Decoding Failure Modes and Safety Controls
Repetition Loops
The model generates "I think that I think that I think that..." endlessly. This happens because once a phrase appears, its probability increases for the next position. Beam search amplifies this: the repetitive sequence accumulates high probability and dominates all beams.
Fix: Repetition penalty. Reduce the probability of tokens that already appeared in the output. A penalty of 1.2 means previously-seen tokens get their logits divided by 1.2. Too high (2.0+) causes the model to avoid legitimate repetition like pronouns.
Length Degeneration
Beam search favors shorter sequences because probability accumulates multiplicatively. A 10-token sequence with 0.9 per-token probability scores higher (0.9^10 = 0.35) than a 20-token sequence with same per-token probability (0.9^20 = 0.12).

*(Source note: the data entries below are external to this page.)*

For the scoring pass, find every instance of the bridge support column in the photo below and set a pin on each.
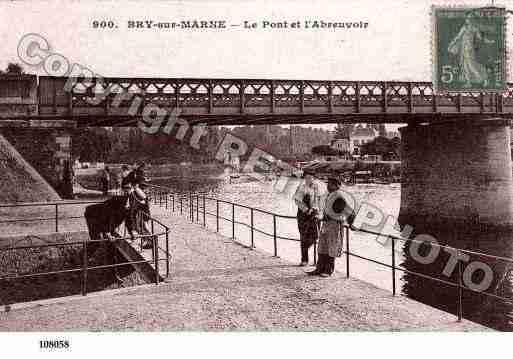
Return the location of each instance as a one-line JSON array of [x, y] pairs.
[[457, 173], [457, 187]]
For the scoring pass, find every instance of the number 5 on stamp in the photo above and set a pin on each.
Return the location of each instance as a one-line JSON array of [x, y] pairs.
[[469, 49]]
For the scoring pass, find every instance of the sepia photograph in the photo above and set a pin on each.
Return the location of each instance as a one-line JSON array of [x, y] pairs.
[[207, 172]]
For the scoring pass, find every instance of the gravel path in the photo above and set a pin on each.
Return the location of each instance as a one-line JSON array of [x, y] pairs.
[[216, 284]]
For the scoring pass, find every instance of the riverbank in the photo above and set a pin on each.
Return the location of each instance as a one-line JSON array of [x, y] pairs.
[[216, 284]]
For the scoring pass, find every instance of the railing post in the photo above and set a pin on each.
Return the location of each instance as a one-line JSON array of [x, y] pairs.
[[393, 266], [56, 217], [204, 213], [233, 220], [460, 288], [217, 215], [274, 236], [252, 230], [347, 252], [84, 267], [167, 252]]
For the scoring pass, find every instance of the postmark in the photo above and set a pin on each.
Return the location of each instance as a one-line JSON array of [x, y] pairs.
[[469, 49]]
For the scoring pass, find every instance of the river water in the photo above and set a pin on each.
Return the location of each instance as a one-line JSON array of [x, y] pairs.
[[262, 195]]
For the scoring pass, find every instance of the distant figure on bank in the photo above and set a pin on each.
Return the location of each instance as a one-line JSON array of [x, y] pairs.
[[331, 233], [139, 213], [125, 171], [307, 199], [105, 180]]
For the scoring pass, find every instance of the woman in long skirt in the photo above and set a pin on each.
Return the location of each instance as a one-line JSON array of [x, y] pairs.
[[307, 199]]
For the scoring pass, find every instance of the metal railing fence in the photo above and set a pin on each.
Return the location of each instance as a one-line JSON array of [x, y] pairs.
[[194, 205]]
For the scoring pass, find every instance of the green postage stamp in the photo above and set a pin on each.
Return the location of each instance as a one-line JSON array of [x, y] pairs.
[[469, 49]]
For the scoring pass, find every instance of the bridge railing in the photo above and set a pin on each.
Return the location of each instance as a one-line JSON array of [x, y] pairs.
[[10, 247], [195, 207]]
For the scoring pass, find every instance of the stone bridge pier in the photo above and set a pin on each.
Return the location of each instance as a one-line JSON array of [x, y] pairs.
[[457, 187]]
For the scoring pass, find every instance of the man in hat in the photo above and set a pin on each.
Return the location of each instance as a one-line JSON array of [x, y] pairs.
[[307, 199], [334, 217]]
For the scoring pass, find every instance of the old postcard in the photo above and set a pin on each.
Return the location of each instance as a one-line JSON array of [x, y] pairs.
[[253, 166]]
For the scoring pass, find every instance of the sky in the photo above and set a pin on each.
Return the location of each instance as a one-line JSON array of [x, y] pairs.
[[396, 45]]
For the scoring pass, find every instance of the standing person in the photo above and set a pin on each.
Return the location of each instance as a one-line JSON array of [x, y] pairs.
[[105, 180], [331, 234], [307, 199]]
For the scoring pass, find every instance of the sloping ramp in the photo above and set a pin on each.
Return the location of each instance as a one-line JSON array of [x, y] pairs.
[[19, 181]]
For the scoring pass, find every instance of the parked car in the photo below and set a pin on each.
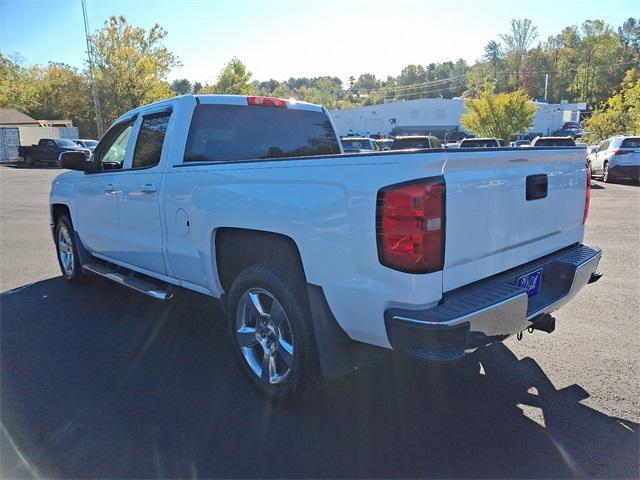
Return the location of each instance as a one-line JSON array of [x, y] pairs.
[[553, 142], [617, 158], [88, 144], [481, 143], [316, 256], [415, 141], [384, 143], [48, 150], [569, 132], [359, 144]]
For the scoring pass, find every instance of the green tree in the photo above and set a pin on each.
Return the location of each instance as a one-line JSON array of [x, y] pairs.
[[493, 55], [501, 115], [518, 41], [620, 114], [234, 79], [131, 65]]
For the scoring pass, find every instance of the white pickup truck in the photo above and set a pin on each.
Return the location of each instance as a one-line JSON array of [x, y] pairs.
[[319, 255]]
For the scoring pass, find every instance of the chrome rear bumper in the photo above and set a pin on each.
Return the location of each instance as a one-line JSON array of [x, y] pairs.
[[493, 309]]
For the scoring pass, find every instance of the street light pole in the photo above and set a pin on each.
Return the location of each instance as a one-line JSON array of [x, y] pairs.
[[96, 96]]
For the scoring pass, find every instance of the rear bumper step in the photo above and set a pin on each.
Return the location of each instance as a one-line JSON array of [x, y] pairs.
[[494, 309], [134, 283]]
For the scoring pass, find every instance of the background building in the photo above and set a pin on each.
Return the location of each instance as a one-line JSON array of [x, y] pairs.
[[31, 130], [439, 117]]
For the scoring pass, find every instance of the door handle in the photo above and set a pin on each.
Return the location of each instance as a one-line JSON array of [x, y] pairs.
[[148, 188]]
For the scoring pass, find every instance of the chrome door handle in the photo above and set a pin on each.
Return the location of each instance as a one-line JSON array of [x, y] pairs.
[[148, 188]]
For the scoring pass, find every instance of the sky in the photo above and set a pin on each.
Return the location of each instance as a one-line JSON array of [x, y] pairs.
[[284, 38]]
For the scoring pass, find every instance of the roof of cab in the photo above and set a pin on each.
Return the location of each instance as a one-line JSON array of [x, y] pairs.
[[217, 99]]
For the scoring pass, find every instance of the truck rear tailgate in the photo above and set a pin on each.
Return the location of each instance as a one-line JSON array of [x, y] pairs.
[[498, 215]]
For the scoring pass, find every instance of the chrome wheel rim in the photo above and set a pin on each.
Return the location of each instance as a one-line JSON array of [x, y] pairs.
[[65, 250], [264, 335]]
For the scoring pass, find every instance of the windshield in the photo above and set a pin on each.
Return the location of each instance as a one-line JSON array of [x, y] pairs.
[[555, 142], [633, 142], [352, 145], [65, 142]]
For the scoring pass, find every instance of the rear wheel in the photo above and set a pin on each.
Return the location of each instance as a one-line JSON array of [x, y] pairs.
[[68, 258], [271, 331]]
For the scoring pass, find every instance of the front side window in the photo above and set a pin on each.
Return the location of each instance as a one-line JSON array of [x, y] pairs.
[[222, 133], [113, 149], [150, 140]]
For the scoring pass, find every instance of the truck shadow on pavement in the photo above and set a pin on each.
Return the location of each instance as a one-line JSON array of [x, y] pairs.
[[98, 381]]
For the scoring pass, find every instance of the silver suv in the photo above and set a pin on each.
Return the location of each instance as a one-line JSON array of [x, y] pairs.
[[617, 158]]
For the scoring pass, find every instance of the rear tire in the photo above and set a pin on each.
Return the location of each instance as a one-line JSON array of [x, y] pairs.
[[271, 332], [67, 250]]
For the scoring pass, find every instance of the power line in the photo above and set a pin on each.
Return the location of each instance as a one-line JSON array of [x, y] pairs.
[[503, 73], [96, 95]]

Fix: Length normalization. Divide final score by sequence length or length raised to a power (alpha). Alpha of 0.6-0.8 balances brevity preference against completion. Without this, the model outputs terse, incomplete responses.
Sampling Collapse
High temperature plus high top_p occasionally samples an extremely low probability token. Once one bad token enters the sequence, the model has no good continuations, and output quality collapses into nonsense.
Safety Controls
Output filtering: Run generated text through a classifier before returning. Block responses containing harmful content, personally identifiable information, or policy violations. Latency cost: 10-50ms per response.
Logit bias: Increase or decrease probability of specific tokens during generation. Set certain tokens to negative infinity to make them impossible to generate. Used for preventing profanity, brand names, or competitor mentions.